Algorithm that analyzes patients' speech, facial expressions holds promise for diagnosing mental illness, study finds

Certain psychiatric diagnoses and their symptoms can be identified in patients when analyzing their speech and facial movements through machine learning technology, a recent study found

The study results suggest that analysis of individuals’ speech and facial movement holds significant promise for creating a more objective approach to psychiatric diagnosis and treatment.

The study was led by Michael Birnbaum, M.D., an assistant professor at the Feinstein Institutes for Medical Research and director of the Early Treatment Program at Northwell Health.
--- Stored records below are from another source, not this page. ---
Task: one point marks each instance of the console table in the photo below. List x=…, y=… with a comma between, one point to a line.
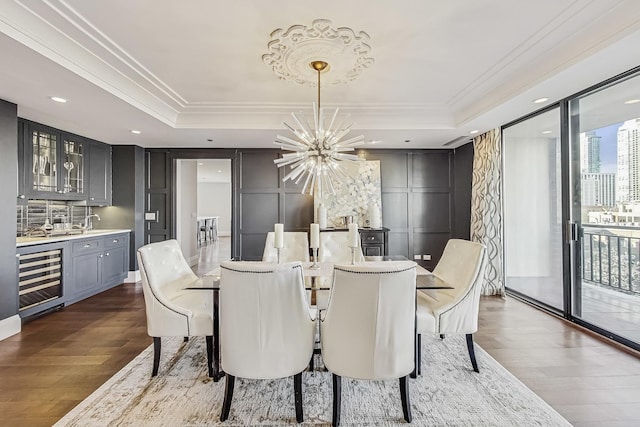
x=374, y=241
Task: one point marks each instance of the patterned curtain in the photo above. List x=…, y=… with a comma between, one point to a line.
x=486, y=207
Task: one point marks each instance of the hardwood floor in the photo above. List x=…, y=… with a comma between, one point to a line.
x=589, y=381
x=59, y=359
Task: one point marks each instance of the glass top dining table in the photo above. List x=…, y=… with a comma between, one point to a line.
x=425, y=281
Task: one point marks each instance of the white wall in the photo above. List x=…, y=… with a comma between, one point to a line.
x=186, y=209
x=214, y=199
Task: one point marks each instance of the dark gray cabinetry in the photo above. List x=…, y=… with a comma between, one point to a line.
x=97, y=264
x=52, y=163
x=99, y=174
x=56, y=165
x=375, y=242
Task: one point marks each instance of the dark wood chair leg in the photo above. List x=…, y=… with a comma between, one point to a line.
x=404, y=396
x=419, y=361
x=297, y=392
x=337, y=395
x=156, y=355
x=209, y=340
x=417, y=357
x=228, y=395
x=472, y=353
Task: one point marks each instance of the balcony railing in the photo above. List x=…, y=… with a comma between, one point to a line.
x=611, y=257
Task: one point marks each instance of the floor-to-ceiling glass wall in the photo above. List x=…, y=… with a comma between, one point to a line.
x=605, y=139
x=533, y=208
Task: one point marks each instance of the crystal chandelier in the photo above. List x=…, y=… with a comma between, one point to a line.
x=317, y=151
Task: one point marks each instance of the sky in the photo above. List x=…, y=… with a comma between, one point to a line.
x=608, y=147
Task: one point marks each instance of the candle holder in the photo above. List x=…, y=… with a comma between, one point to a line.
x=315, y=264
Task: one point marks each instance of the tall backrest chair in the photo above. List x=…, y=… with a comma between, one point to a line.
x=266, y=327
x=296, y=247
x=455, y=311
x=171, y=309
x=368, y=331
x=334, y=247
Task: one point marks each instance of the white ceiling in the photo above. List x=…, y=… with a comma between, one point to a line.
x=191, y=71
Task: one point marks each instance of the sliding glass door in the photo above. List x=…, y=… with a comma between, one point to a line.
x=605, y=142
x=533, y=225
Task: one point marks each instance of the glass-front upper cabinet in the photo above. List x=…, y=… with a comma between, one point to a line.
x=54, y=164
x=73, y=166
x=44, y=146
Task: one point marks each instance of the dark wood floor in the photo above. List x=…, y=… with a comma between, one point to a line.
x=59, y=359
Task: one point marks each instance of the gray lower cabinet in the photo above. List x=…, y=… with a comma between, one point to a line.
x=97, y=264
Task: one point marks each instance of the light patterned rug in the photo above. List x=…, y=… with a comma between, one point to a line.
x=448, y=393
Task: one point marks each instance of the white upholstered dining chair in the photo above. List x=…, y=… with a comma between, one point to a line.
x=368, y=330
x=454, y=311
x=172, y=310
x=296, y=247
x=267, y=329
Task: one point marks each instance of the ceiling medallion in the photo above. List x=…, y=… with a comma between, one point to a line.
x=292, y=51
x=318, y=152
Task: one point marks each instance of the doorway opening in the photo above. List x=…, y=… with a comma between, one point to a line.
x=204, y=211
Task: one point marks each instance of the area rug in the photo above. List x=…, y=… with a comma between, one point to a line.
x=448, y=393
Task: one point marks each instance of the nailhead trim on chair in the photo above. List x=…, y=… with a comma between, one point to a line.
x=256, y=272
x=373, y=272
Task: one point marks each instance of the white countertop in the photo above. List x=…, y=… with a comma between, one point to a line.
x=26, y=241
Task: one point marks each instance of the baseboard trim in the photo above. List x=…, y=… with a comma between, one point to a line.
x=10, y=326
x=133, y=277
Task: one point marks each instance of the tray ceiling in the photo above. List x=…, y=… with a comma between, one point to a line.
x=184, y=73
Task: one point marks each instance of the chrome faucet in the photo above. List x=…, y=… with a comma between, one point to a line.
x=88, y=223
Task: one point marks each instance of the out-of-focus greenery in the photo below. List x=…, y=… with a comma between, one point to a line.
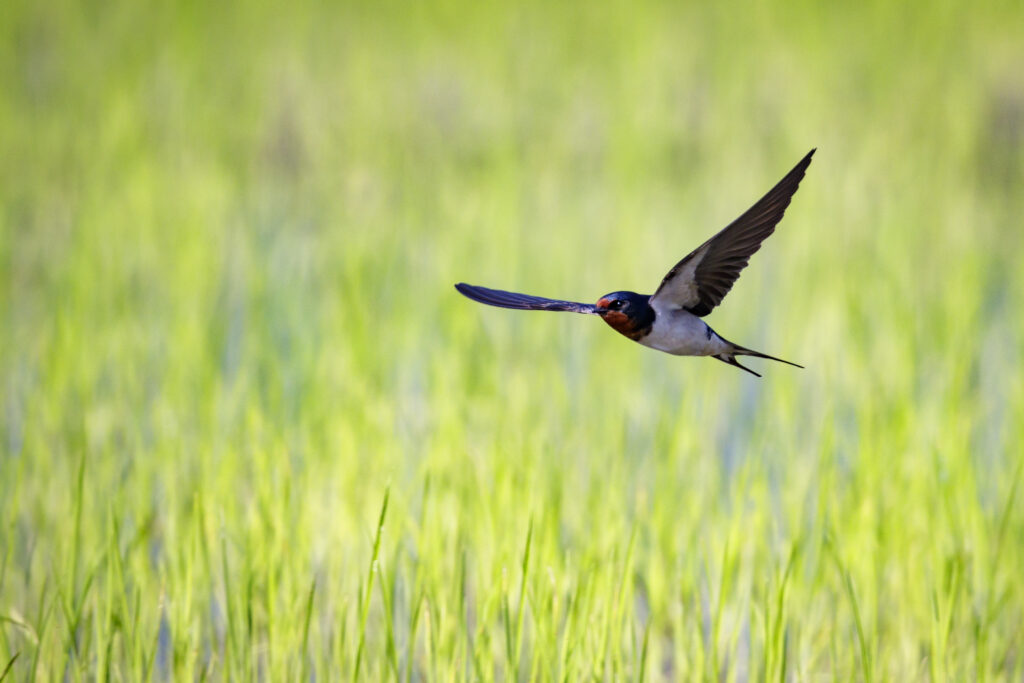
x=228, y=233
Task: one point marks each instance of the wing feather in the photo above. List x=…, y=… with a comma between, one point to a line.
x=518, y=301
x=700, y=281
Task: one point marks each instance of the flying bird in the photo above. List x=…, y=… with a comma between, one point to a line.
x=669, y=319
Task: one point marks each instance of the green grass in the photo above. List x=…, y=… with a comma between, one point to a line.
x=250, y=430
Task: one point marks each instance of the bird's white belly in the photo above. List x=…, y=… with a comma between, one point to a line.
x=682, y=333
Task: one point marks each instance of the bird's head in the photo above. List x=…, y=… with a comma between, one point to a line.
x=627, y=312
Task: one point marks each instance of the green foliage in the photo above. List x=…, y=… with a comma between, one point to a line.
x=250, y=430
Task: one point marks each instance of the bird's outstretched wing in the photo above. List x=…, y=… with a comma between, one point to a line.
x=521, y=301
x=700, y=281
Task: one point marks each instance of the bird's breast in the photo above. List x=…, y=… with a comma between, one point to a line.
x=681, y=333
x=626, y=326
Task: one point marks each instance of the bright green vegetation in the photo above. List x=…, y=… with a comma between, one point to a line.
x=250, y=430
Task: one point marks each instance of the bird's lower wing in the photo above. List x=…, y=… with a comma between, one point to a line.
x=521, y=301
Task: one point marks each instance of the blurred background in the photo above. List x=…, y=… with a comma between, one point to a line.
x=228, y=239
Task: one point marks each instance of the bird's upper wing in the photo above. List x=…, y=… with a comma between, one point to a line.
x=700, y=281
x=520, y=301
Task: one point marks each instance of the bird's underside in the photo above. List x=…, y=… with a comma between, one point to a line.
x=670, y=319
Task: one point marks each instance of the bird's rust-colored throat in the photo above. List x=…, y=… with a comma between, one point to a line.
x=622, y=323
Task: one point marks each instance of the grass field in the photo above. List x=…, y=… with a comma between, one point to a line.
x=251, y=432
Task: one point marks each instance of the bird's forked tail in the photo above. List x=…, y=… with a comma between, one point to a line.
x=735, y=349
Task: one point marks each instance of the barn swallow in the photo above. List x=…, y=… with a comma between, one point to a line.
x=669, y=319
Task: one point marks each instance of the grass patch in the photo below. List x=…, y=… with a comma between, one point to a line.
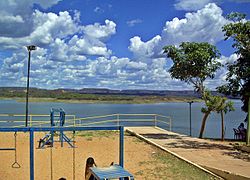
x=100, y=134
x=168, y=164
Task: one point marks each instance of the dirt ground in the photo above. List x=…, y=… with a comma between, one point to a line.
x=59, y=161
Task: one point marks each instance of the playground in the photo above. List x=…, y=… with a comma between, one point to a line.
x=55, y=151
x=140, y=159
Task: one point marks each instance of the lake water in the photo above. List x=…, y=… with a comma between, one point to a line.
x=178, y=111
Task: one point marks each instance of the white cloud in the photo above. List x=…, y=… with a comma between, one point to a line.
x=205, y=25
x=133, y=22
x=191, y=5
x=99, y=31
x=16, y=14
x=143, y=49
x=98, y=10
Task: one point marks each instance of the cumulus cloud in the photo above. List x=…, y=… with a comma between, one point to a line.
x=133, y=22
x=16, y=14
x=99, y=31
x=73, y=55
x=98, y=10
x=191, y=5
x=201, y=26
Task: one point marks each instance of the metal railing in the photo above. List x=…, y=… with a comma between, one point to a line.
x=35, y=120
x=40, y=120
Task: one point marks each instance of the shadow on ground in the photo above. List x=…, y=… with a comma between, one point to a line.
x=181, y=142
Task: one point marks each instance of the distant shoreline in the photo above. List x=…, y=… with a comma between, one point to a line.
x=144, y=100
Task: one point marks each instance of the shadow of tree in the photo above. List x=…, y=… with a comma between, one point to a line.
x=239, y=155
x=161, y=136
x=181, y=142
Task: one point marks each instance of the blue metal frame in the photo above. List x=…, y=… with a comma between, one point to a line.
x=31, y=130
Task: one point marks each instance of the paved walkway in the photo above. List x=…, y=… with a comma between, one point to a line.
x=206, y=153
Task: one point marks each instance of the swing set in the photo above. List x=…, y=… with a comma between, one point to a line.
x=49, y=139
x=15, y=164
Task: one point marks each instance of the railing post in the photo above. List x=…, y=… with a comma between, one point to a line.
x=170, y=124
x=31, y=154
x=30, y=120
x=121, y=146
x=118, y=119
x=74, y=120
x=155, y=120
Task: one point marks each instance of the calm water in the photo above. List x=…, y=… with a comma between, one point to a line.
x=178, y=111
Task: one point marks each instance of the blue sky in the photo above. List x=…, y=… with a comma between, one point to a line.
x=107, y=43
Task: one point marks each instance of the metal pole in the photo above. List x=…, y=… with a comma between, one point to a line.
x=190, y=117
x=31, y=154
x=27, y=91
x=121, y=155
x=248, y=123
x=30, y=48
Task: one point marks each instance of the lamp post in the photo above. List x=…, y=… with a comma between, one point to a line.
x=190, y=117
x=29, y=48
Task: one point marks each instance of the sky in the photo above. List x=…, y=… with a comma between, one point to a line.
x=115, y=44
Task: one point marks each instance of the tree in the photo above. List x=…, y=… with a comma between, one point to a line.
x=217, y=104
x=238, y=76
x=194, y=63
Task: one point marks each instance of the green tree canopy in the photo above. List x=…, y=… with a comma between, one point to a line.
x=238, y=77
x=193, y=62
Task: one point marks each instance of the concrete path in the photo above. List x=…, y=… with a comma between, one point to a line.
x=213, y=155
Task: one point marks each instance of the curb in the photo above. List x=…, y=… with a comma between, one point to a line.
x=170, y=152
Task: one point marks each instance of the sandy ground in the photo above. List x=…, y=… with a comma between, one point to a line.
x=60, y=160
x=215, y=154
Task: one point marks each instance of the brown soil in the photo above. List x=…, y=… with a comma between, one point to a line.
x=58, y=161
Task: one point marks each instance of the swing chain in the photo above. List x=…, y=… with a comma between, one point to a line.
x=74, y=155
x=15, y=164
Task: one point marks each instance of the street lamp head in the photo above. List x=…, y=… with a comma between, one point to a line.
x=31, y=47
x=190, y=102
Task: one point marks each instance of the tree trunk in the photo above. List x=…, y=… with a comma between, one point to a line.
x=222, y=125
x=203, y=123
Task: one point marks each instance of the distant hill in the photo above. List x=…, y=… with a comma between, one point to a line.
x=58, y=93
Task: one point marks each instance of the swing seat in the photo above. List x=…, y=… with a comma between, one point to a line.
x=111, y=172
x=7, y=149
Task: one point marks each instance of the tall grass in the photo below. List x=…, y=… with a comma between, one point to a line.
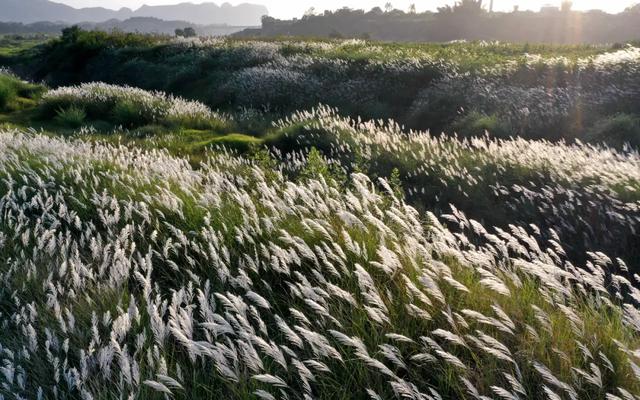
x=233, y=281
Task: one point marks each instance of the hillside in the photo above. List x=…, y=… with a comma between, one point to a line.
x=149, y=249
x=519, y=27
x=29, y=11
x=532, y=91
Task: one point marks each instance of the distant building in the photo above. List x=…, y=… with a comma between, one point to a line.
x=548, y=8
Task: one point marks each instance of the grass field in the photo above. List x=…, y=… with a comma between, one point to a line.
x=154, y=247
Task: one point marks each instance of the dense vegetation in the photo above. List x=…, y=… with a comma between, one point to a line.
x=531, y=91
x=151, y=247
x=468, y=20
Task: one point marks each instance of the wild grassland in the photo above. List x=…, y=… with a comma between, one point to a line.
x=151, y=247
x=532, y=91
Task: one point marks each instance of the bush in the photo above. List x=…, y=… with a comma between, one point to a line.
x=129, y=114
x=7, y=94
x=72, y=117
x=616, y=130
x=476, y=124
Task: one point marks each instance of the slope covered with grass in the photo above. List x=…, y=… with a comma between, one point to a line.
x=533, y=91
x=150, y=249
x=129, y=273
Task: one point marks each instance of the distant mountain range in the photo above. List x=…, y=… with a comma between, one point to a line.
x=29, y=11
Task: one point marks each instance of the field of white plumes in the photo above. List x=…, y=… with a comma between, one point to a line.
x=149, y=250
x=131, y=274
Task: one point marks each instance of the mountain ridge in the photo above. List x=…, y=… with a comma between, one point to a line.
x=30, y=11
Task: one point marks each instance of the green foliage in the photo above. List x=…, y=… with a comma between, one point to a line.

It aimed to determine whether reliable inferences can be extracted from audio-visual patterns in patients with schizophrenia spectrum disorders and bipolar disorders, which are accompanied by established speech and facial expression changes. 

To capture the audio-visual data, Birnbaum and his team recorded 146 total evaluation interviews with 89 participants. They used publicly available software to turn the videos and audio into data points that could be analyzed. Birnbaum's team then partnered with IBM analysts who built algorithms to analyze the data.

The algorithms successfully differentiated between schizophrenia spectrum disorders and bipolar disorder in participants and identified various symptoms with high degrees of accuracy, according to the study. Symptoms included blunted affect, avolition, lack of vocal inflection, asociality and worthlessness. Researchers generally found that facial features, such as use of the cheek-raising and chin-raising muscles, were the strongest predictors for men and voice features were the most common indicators for women.

Compared to the rest of medicine, “psychiatry is somewhat antiquated," Birnbaum told Fierce Healthcare. Conditions are self-reported, which can be limiting or even be flawed. There is little way to get objective lab values comparable to a clinician using X-rays or blood tests to make a diagnosis.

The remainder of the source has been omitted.